A scheme designed to resolve work-related disputes internally and reduce tribunal claims across central government has saved millions of pounds in litigation costs.
The alternative disputes resolution (ADR) initiative has contributed to savings in excess of £6m across all departments, according to figures for the financial year to March 2003.
The figures also show that 90 per cent of the 617 cases brought under ADR were successfully resolved.
ADR has been gradually introduced across central government departments since March 2001 when Lord Irvine, the previous Lord Chancellor, announced the ADR pledge.
Under the pledge, all Government departments and agencies committed to considering ADR for all suitable cases wherever the other party accepts it.

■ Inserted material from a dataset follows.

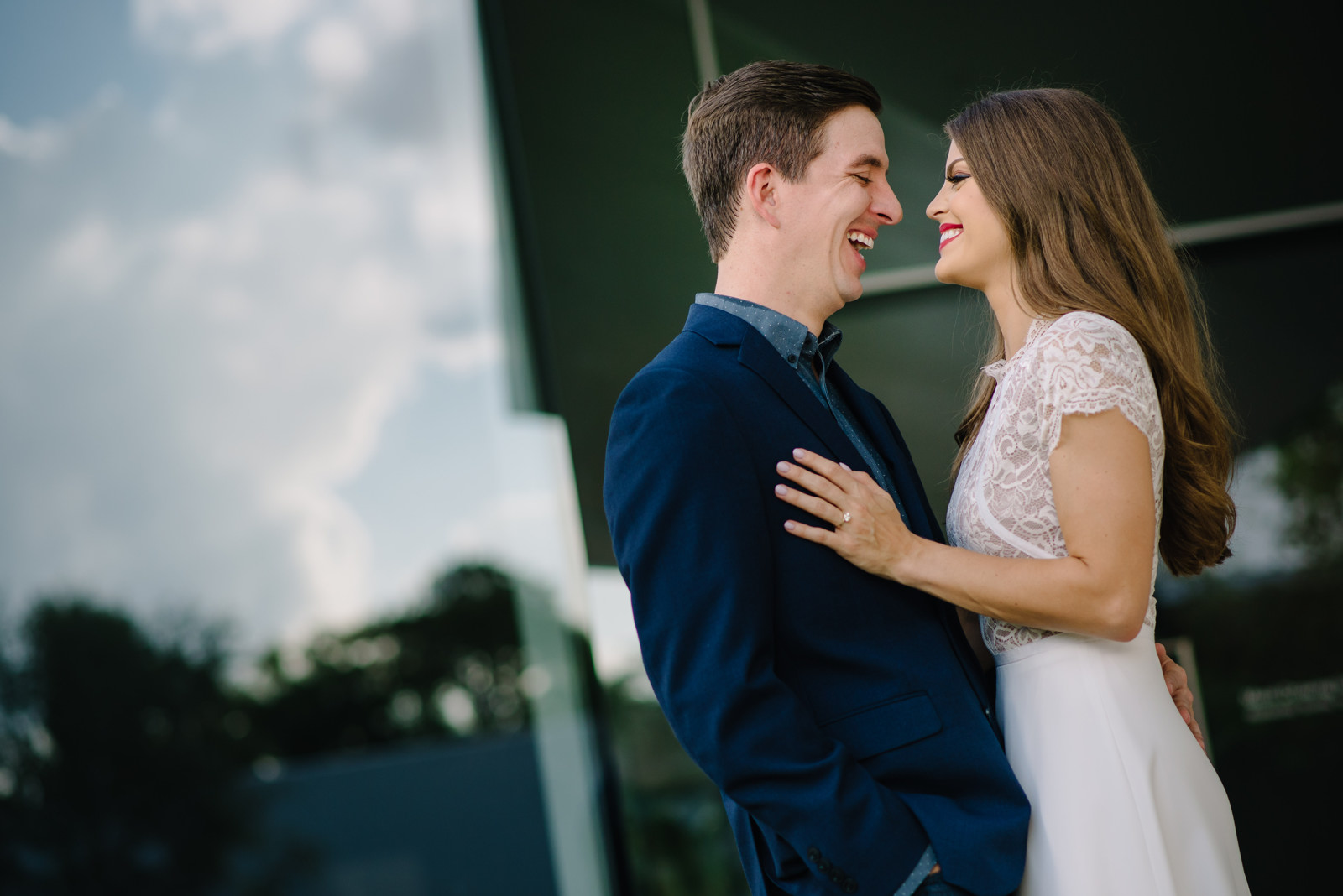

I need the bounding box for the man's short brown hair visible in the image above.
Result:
[681,60,881,263]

Dorothy Brown, head of HR service delivery at the Department for Constitutional Affairs (DCA), which has been piloting ADR since June, said the new approach has already transformed the way workplace disputes are resolved.

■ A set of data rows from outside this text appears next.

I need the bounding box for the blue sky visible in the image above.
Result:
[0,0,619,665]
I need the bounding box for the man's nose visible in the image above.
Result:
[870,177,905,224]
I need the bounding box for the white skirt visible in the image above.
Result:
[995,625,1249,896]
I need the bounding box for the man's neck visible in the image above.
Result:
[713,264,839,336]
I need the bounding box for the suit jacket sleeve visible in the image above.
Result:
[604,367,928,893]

"The results are really promising and have surpassed our expectations," said Brown. "It shows there is a real willingness to settle rather than litigate."
She said ADR has cut the time for complaints to be processed from 12 weeks for tribunal investigations, to just two days.
The DCA pilot scheme, which runs until December, currently has a 100 per cent success rate in settling disputes internally.
Under the new system, formal complaints are taken to a central casework team made up of HR advisers. They decide whether ADR is appropriate in the circumstances and if so, refer it to a 'gate keeper', who chooses two people from a list of trained mediators to oversee the case. These are members of staff who have been trained in interviewing, facilitating and communicating skills.
Brown added that the mediators felt the skills they had learned would be beneficial in other areas of their work.